Not even a year passed since the doctors disconnected Georgia MalBeth of her mechanical support. Her mother found her unconscious in the garage of their home in Rotorua, New Zealand.
A priest and a doctor who accidentally passed out from the garage along with others, tried to save the 19 year old Georgia but it was already too late. “We need to start talking about it: The suicide rates in New Zealand are rising.”
For her mother, Susie, her daughter’s suicide was a constant torment. Today she holds in her hands the child’s shoes trying to awaken the state.
“It’s like she died 365 times. Whenever I wake up, I have to live in this world. There is no pill that I can get, nothing to drink, any place that I can go, is life sentence». Taylor had suffered the shock of her husband’s suicide in 1995, so did her best friend in 2001.
Suicide is the silent epidemic of New Zealand. The country has the highest youth suicide rates in the developed world – five times greater than that of Britain and twice by Australia.
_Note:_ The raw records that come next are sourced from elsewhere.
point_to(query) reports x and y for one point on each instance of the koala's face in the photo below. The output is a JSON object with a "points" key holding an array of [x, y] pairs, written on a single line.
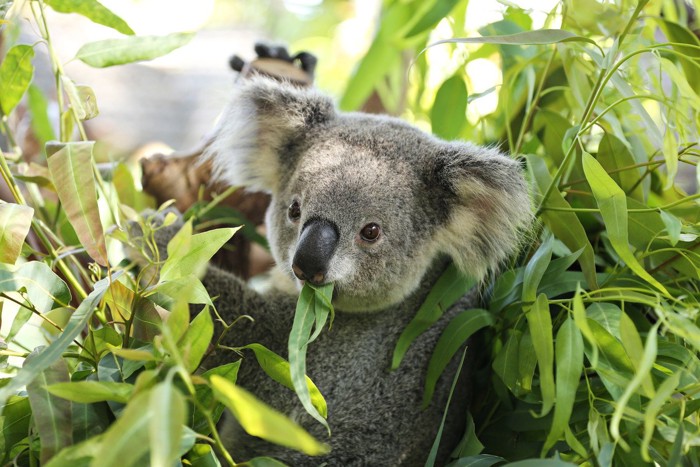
{"points": [[367, 202], [349, 216]]}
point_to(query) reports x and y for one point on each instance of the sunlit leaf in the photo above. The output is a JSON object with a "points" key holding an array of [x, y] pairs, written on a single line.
{"points": [[569, 356], [613, 154], [44, 288], [632, 342], [38, 106], [506, 362], [542, 36], [432, 455], [52, 415], [110, 52], [192, 256], [92, 10], [16, 71], [448, 115], [666, 390], [540, 323], [437, 11], [14, 423], [455, 335], [313, 309], [15, 221], [671, 157], [87, 392], [536, 268], [71, 171], [166, 425], [450, 287], [613, 207], [205, 396], [673, 226], [565, 226], [277, 368], [55, 350], [196, 340], [258, 419], [643, 369], [126, 442]]}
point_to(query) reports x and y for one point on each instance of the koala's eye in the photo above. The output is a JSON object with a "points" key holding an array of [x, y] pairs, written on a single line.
{"points": [[294, 211], [370, 232]]}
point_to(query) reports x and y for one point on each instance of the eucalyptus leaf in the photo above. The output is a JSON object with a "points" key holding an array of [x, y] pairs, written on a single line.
{"points": [[542, 36], [258, 419], [205, 396], [569, 357], [87, 392], [14, 424], [52, 415], [455, 335], [313, 309], [72, 175], [15, 221], [55, 350], [613, 207], [450, 287], [16, 71], [194, 343], [448, 115], [125, 443], [192, 256], [92, 10], [44, 289], [277, 368], [111, 52], [540, 323]]}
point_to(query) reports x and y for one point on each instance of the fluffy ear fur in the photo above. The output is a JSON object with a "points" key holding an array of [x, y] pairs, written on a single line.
{"points": [[490, 209], [260, 123]]}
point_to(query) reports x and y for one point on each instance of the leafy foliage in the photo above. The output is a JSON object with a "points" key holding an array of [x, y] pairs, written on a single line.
{"points": [[590, 352], [593, 346]]}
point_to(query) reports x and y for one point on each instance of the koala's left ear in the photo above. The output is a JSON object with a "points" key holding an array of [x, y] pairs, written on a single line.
{"points": [[262, 121], [488, 203]]}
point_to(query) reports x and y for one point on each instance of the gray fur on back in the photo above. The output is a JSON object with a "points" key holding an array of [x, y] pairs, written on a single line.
{"points": [[434, 201]]}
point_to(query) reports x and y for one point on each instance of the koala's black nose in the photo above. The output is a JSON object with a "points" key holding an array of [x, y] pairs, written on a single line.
{"points": [[317, 243]]}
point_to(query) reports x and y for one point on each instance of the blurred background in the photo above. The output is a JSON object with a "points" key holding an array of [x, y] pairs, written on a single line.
{"points": [[175, 100]]}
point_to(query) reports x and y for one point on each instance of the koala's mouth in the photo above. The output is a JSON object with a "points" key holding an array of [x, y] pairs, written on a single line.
{"points": [[301, 284]]}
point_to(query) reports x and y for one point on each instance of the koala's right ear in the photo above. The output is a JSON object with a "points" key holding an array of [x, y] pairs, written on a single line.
{"points": [[262, 120]]}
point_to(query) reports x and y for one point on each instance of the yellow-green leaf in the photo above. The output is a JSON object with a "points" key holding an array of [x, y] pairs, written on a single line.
{"points": [[87, 392], [52, 415], [277, 368], [71, 169], [613, 208], [16, 71], [166, 424], [569, 354], [92, 10], [540, 323], [15, 221], [259, 419], [130, 49]]}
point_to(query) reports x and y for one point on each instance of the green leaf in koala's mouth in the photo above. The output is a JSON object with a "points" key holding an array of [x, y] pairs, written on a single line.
{"points": [[313, 309]]}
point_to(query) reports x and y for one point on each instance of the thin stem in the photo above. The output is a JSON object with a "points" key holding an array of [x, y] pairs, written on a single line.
{"points": [[634, 210], [531, 110]]}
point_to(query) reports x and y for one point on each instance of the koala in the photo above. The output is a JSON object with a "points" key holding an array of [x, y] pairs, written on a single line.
{"points": [[379, 208]]}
The last figures released this week are shocking. The number of deaths increased for three consecutive years to 606 in 2016. Some people talk about a national tragedy. In early August, three mothers who lost their children, under the age of 25 years, sent a letter to political parties, the name 200 other families, calling for an independent inquiry into the mental health and 2.3 billion dollars of financing the health sector.
Taylor participates in YesWeCare a program that tries to attract media attention to the subject of depression and suicide through the shoe project. Relatives, friends, people who lost loved ones who committed suicide assemble pairs of shoes belonging to someone who is no longer with them.
Donate shoes for suicide prevention.